Y fue hacia el dormitorio, y comenzó a tirar sus cosas dentro de las mismas bolsas de viaje en las que las había traído un mes antes. Nina, pasmada, se quedó un rato encogida en el sofá, sin saber cómo reaccionar.

—Pues vete, si eso es lo que quieres —le gritó al fin a Ray, desde el salón—. ¡Vete, y déjame! ¡Maldita sea!

Ray terminó de empacar tan precipitadamente como había empezado, y cruzó el salón en dirección a la puerta.

—Las llaves —dijo, dejando caer su copia de las llaves en el cesto donde Nina guardaba las suyas; como ella no dijo nada, se volvió una vez más para mirarla—. Adiós, Nina —repitió, en un susurro.

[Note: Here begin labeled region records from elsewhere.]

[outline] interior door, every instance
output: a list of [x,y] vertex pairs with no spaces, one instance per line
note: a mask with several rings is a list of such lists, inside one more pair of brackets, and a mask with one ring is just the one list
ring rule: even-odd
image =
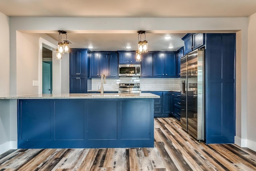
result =
[[43,62],[42,65],[42,93],[43,94],[50,94],[51,92],[50,64]]

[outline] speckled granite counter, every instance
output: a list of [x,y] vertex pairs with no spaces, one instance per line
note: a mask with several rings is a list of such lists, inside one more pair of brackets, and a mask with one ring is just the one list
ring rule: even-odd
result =
[[29,95],[0,97],[0,99],[150,99],[160,98],[159,95],[151,93],[126,94],[104,93],[74,94],[40,94]]

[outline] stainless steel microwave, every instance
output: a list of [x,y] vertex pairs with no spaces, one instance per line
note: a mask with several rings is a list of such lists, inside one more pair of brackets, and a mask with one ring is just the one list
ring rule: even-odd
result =
[[140,77],[140,64],[119,64],[120,77]]

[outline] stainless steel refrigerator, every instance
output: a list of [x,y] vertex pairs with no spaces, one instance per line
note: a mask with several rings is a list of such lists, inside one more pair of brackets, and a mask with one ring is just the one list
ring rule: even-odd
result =
[[204,56],[197,49],[180,58],[180,123],[198,140],[204,139]]

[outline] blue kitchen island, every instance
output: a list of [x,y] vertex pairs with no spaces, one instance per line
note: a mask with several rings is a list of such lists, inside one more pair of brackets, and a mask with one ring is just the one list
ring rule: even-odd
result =
[[13,97],[18,147],[154,147],[154,99],[159,97],[150,93]]

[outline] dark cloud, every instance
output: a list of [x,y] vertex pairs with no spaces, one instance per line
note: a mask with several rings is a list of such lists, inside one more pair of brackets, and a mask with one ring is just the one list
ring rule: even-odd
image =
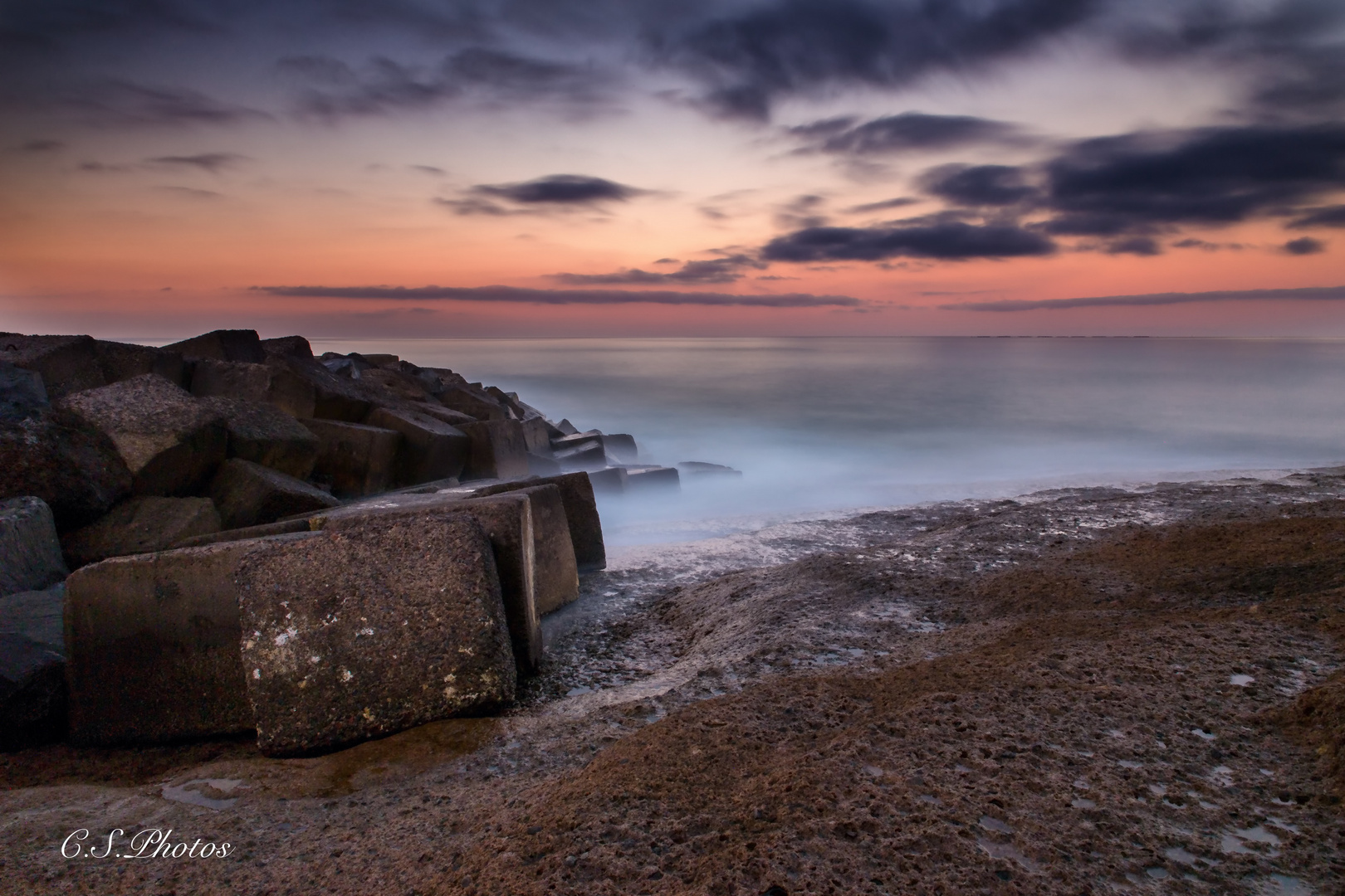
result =
[[921,177],[924,189],[959,206],[1014,206],[1037,195],[1022,168],[939,165]]
[[648,191],[586,175],[549,175],[516,184],[477,184],[472,192],[523,206],[592,206],[625,201]]
[[1307,227],[1345,227],[1345,206],[1303,208],[1299,210],[1298,214],[1302,216],[1289,222],[1286,227],[1294,227],[1298,230]]
[[235,152],[206,152],[195,156],[159,156],[157,159],[148,159],[147,161],[153,165],[199,168],[217,175],[221,171],[234,168],[235,165],[247,161],[247,156],[241,156]]
[[1283,214],[1345,187],[1345,125],[1204,128],[1076,144],[1046,164],[1048,232],[1142,235]]
[[1289,240],[1280,249],[1290,255],[1315,255],[1326,251],[1326,243],[1311,236],[1299,236],[1298,239]]
[[810,152],[847,156],[877,156],[913,150],[952,149],[974,144],[1020,141],[1013,125],[970,116],[929,116],[905,111],[900,116],[874,118],[862,125],[855,118],[824,118],[790,128],[788,133],[806,141]]
[[1010,258],[1049,255],[1054,243],[1011,224],[948,222],[909,227],[808,227],[761,250],[772,262],[882,261],[885,258]]
[[252,289],[300,298],[374,298],[393,301],[530,302],[538,305],[745,305],[752,308],[859,308],[850,296],[783,293],[677,293],[627,289],[525,289],[519,286],[253,286]]
[[896,199],[884,199],[876,203],[865,203],[862,206],[850,206],[845,211],[851,215],[868,215],[876,211],[888,211],[889,208],[901,208],[902,206],[915,206],[920,200],[912,199],[911,196],[897,196]]
[[1221,289],[1209,293],[1146,293],[1141,296],[1092,296],[1088,298],[1005,298],[993,302],[956,302],[940,305],[951,312],[1033,312],[1067,308],[1185,305],[1189,302],[1271,302],[1271,301],[1345,301],[1345,286],[1309,286],[1305,289]]
[[709,86],[705,102],[716,113],[765,120],[784,97],[845,86],[901,87],[932,71],[968,70],[1030,50],[1099,5],[776,0],[675,23],[648,40],[662,60]]
[[[658,265],[659,262],[654,262]],[[660,274],[658,271],[640,270],[632,267],[616,271],[615,274],[554,274],[553,278],[572,286],[600,286],[600,285],[642,285],[656,283],[732,283],[742,278],[744,269],[765,267],[763,262],[749,255],[728,255],[725,258],[712,258],[707,261],[686,262],[681,269]],[[760,278],[759,278],[760,279]]]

—Adiós —murmuró ella—. ¡Adiós! ¡Adiós! ¡Vete de una vez!

Y antes de que pudiera darse cuenta escuchó el sonido de la puerta, y cuando levantó la vista Ray había desaparecido.

Los señores Mercier volvieron a visitar a su hija una semana después. Hasta entonces, Nina estuvo en una especie de trance; y solo el que la mitad de las cosas de Ray siguieran desperdigadas por su piso la convenció de que todo aquello no había sido alguna extraña imaginación suya. Ray había empaquetado sus cosas con tanta rapidez que se había dejado casi todo; su cepillo de dientes estaba en el baño, su ropa sucia seguía en el cesto de la lavadora, y, básicamente, lo único que se había llevado había sido la ropa que en ese momento tenía en el armario, y sus juegos de mesa.

Los señores Mercier vinieron esta vez con una actitud menos combativa, y, teniendo en cuenta el estado en que se encontraba Nina, probablemente eso fue lo mejor.

—Quizás no haya sido muy buena idea decirte todo esto ahora, cuando estás agobiada por los exámenes, y por terminar la carrera —sugirió el señor Mercier—. Deberíamos haber esperado al verano. Lo mejor será que te olvides de todo esto hasta entonces, y ya lo retomaremos.

—Recuerda que solo queremos lo mejor para ti —insistió la señora Mercier.

Nina, que no tenía ganas de pensar en nada, dijo que sí a todo, y se despidió de ellos en el mismo estado en el que los había recibido.